Susan MITGANG, appellant, v. PJ VENTURE HG, LLC, et al., respondents, Cosentino Brothers Development, LLC, defendant third-party plaintiff-respondent; Island Concrete Construction Corp., third-party defendant.
In an action to recover damages for personal injuries, the plaintiff appeals from an order of the Supreme Court, Nassau County (Parga, J.), dated May 30, 2013, which granted the separate motions of the defendant Cosentino Brothers Development, LLC, and the defendants PJ Venture HG, LLC, and PJ Venture Co., LLC, for summary judgment dismissing the complaint insofar as asserted against each of them, and the separate motion of the third-party defendant for summary judgment dismissing the third-party complaint.
ORDERED that the appeal from so much of the order as granted the third-party defendant's motion for summary judgment dismissing the third-party complaint is dismissed, as the plaintiff is not aggrieved by that portion of the order (see CPLR 5511); and it is further,
ORDERED that the order is affirmed insofar as reviewed, with one bill of costs payable by the appellant to the respondents appearing separately and filing separate briefs.

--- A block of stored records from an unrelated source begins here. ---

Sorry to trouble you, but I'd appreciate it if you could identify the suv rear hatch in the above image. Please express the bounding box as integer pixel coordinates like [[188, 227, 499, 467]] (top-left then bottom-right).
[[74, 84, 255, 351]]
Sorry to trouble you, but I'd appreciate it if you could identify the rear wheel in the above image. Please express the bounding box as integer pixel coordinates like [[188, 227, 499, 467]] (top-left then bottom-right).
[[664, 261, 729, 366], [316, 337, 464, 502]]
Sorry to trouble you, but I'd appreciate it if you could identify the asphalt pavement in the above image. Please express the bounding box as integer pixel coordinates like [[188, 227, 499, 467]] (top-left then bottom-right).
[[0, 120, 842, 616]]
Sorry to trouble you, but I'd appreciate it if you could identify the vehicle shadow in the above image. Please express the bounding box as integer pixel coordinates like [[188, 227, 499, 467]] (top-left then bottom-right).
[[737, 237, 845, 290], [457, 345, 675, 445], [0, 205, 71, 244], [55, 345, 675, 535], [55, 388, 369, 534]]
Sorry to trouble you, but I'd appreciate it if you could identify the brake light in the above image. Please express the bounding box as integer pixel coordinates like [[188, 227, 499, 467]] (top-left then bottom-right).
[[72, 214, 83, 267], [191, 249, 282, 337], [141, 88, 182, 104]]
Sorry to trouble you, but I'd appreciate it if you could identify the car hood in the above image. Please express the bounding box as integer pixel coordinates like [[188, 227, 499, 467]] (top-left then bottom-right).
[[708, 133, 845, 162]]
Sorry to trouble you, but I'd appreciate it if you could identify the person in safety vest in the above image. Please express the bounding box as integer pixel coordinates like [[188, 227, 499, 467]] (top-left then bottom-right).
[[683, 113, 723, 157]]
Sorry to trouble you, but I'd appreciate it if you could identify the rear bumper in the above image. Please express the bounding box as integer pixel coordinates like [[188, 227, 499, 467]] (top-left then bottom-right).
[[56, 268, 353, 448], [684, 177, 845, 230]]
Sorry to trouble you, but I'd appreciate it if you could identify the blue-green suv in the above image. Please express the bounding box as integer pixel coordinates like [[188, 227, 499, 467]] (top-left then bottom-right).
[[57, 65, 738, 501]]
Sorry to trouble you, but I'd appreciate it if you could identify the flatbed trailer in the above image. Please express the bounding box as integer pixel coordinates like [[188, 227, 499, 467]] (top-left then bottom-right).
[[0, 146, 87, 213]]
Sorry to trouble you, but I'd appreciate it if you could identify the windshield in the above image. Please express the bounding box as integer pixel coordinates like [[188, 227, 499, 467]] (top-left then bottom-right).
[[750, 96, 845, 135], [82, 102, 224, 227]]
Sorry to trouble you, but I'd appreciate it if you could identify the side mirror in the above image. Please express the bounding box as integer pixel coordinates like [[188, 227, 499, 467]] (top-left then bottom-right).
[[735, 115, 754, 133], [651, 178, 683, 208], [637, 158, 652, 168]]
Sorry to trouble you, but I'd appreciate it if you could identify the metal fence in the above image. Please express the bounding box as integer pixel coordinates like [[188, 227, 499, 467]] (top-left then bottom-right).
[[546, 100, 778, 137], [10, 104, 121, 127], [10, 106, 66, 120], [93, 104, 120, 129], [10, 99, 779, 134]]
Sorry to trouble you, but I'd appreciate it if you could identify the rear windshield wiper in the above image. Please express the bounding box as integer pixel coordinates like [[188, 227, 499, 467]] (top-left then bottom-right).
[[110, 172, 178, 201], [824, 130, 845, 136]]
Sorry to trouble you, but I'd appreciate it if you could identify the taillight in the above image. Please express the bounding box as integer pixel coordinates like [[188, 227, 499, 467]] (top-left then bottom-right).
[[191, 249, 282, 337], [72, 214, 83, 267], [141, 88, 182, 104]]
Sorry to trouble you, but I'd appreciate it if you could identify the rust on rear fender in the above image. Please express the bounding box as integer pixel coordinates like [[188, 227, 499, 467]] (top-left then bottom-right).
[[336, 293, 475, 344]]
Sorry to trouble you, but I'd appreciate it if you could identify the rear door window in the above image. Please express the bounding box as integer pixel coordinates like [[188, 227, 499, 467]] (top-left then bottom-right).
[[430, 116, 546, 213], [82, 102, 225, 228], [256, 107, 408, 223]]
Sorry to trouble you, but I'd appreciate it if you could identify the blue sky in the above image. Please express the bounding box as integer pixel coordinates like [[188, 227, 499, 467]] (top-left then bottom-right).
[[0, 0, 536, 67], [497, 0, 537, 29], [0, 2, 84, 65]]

The plaintiff allegedly fell while attempting to walk across a curb cut ramp descending from a sidewalk to an adjacent parking lot at the Cosentino Commerce Center in Commack. Thereafter, the plaintiff commenced this action against the owners and managers of the subject property, the defendants PJ Venture HG, LLC, and PJ Venture Co., LLC, and the construction contractor, the defendant Cosentino Brothers Development, LLC, to recover damages for personal injuries. Cosentino Brothers Development, LLC, commenced a third-party action against a subcontractor, Island Concrete Construction Corp. The defendants separately moved for summary judgment dismissing the complaint insofar as asserted against each of them, and the Supreme Court granted the motions.
“Ordinarily, a defendant moving for summary judgment in a trip-and-fall case has the burden of establishing that it did not create the hazardous condition that allegedly caused the fall, and did not have actual or constructive notice of that condition for a sufficient length of time to discover and remedy it. However, a defendant can make its prima facie showing of entitlement to judgment as a matter of law by establishing that the plaintiff cannot identify the cause of his or her fall without engaging in speculation” (Ash v. City of New York, 109 AD3d 854, 855 [citation omitted]; see Kudrina v. 82–04 Lefferts Tenants Corp., 110 AD3d 963, 964).
“[A] plaintiff's inability to identify the cause of the fall is fatal to the cause of action, because a finding that the defendant's negligence, if any, proximately caused the plaintiff's injuries would be based on speculation” (Rivera v. J. Nazzaro Partnership, L.P., 122 AD3d 826, 827; see Ash v. City of New York, 109 AD3d at 855). “Where it is just as likely that some other factor, such as a misstep or a loss of balance, could have caused a slip and fall accident, any determination by the trier of fact as to causation would be based upon sheer conjecture” (Dennis v. Lakhani, 102 AD3d 651, 652; see Ash v. City of New York, 109 AD3d at 855; Deputron v. A & J Tours, Inc., 106 AD3d 944, 945; Alabre v. Kings Flatland Car Care Ctr., Inc., 84 AD3d 1286, 1287).
Here, the defendants established their prima facie entitlement to judgment as a matter of law by submitting a transcript of the plaintiff's deposition testimony, which demonstrated that the plaintiff could not identify the cause of her fall without resorting to speculation (see Ash v. City of New York, 109 AD3d at 855–856; Peluso v. Red Rose Rest., Inc., 106 AD3d 972; Santos v. City of New York, 73 AD3d 900; Costantino v. Webel, 57 AD3d 472). Even viewing the evidence in the light most favorable to the plaintiff and according her the benefit of all reasonable inferences (see DiLorenzo v. S.I.J. Realty Co., LLC, 115 AD3d 701, 702), her testimony that the cause of her fall was the dangerous elevation and slope gradation of the ramp rested entirely on speculation (see Kloepfer v. Aslanis, 106 AD3d 956; Raghu v. New York City Hous. Auth., 72 AD3d 480, 482). In opposition to the defendants' showing, the plaintiff failed to raise a triable issue of fact. Accordingly, the Supreme Court properly granted the defendants' separate motions for summary judgment dismissing the complaint insofar as asserted against each of them.